Pipi Longstockings sits with her long legs stretched out with fat sagging Garfield (too many spin cycles in the washing machines) by her side, staring happily at the world. These two are the only toys I have had in my entire life and naturally, am possessive about them. But unlike R, whose love affair with dolls and toys started as is normal, in childhood, I got my first toy, a Garfield on my 17th birthday given to me by a class mate. The idea of owning a soft toy till then was a silly one, to me. Not to say I didn't admire them and rushed to cuddle them when I could lay my hands on any. But to actually possess one. Whatever does one do after you have cuddled it a few times?
Pipi, my other acquisition, was a present from A, my newly wedded husband. He got it from Stockholm on one of his frequent business trips. (Incidentally, the French version is called Fifi since Pipi in french means "piss")!
As a kid, I rarely ever played with dolls. I don't think I owned one or if I did, those were given to me by people who thought it was the easiest gift to give to a 'girl'-child, much as we settle for an aftershave or ties for male cousins or friends. R on the other hand, had so many dolls and assorted paraphernalia...dolls tea sets, dolls clothes and what not. But I had none. Why? Did I opt for non-doll toys? As far as I can remember, whenever Baba and ma went out for the evening, they'd return with a doll for R and a book for me, always a book, a gift I very happily waited for and spent many a happy evening with my nanny, knowing that though ma was going out, there'd be a book for me at the end of it. But we are not talking about books here. Dolls it is. Why didn't I even one? I played with R and her dolls but always as a sidekick! I was the doctor who suggested painting spots using nail polish on her dolls - duli, cookie and Mimi! They were suffering from chicken pox after all. I was the one who made a whole in the head of the boy doll (these were the ones made of thin molded plastic without detachable heads and limbs) and put in some marbles (he had accidentally swallowed them) and cured him by simply turning him over so that the marbles fell out.

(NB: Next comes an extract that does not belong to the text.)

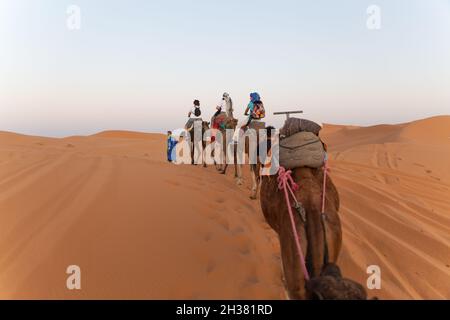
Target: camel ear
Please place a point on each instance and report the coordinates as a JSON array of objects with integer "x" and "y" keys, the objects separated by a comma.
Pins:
[{"x": 316, "y": 295}]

R was so attached to her dolls that her baby cot would be cramped with all of them. And she kept them, lovingly tending to them even when they had lost limbs and only the body and head remained. Once while travelling with a grouchy Uncle, I and R had a mini-tiff (often vicious whacks and pinches), and I coolly threw out limbless Mimi out of the window and felt very smug but as we sped farther and farther away, my guilt increased and so I told Uncle in a very small voice that a doll had fallen out. Imagine his disgust when he had to stop, go way back and retrieve a limbless, cheap plastic doll and what's more not being able to say a word about it since we were, after all, children of a colleague.

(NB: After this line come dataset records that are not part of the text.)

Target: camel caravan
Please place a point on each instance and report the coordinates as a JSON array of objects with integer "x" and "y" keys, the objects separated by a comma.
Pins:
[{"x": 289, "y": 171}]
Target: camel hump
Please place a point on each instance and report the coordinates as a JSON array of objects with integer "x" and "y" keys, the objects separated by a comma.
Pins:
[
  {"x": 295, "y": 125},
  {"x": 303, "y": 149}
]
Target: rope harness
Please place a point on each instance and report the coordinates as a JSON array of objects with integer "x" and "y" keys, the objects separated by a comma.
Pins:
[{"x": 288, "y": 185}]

During Christmas in the small oil town where we lived, a Santa would come riding on a fire engine clanging the bell and dole out gifts to all kids who would assemble in a large hall inside the club house. The gifts would have been suggested by and paid for by the respective parents. I went to this only once and was very disappointed when both R and I received dolls. R, later in a fit of rage threw mine out of the window where it landed in the gutter and lay forgotten till baba brought it in one day holding it at arms length by its pony tail!
Apart from these, I can't seem to remember anything else about dolls. Perhaps it has something to do with the fact that my parents decided that dolls were not for me? Its true I loved reading and didn't make any fuss about not having any dolls. But then I wasn't given any dolls to play with. Those were for R. I got books and more books. By the time we left Assam to go to Bhubaneswar, baba had to make a large wooden crate to fit my books. And I was only 10.
After my doll-less childhood, in this ripe old age, okay, middle age, I have two and even though I don't keep them with me or tend to them (R bathes them periodically, dries them, puts them to sleep at night and covers them with tiny blankets, yes she does and sits them up in the morning), they are very precious possessions of mine. I make sure no kid gets his/her adorable grubby paws on them and Garfield at least, is such a magnet for one and all. Whenever a kid visits us, I rush and put them both on top of a wardrobe and warn my mother not to give it them, even if only to play!
Psychiatrists and psychologists, you have a new angle. Now you can add the absence of a doll figure in childhood to your list of possibile causes to a host of ills, imaginary or otherwise!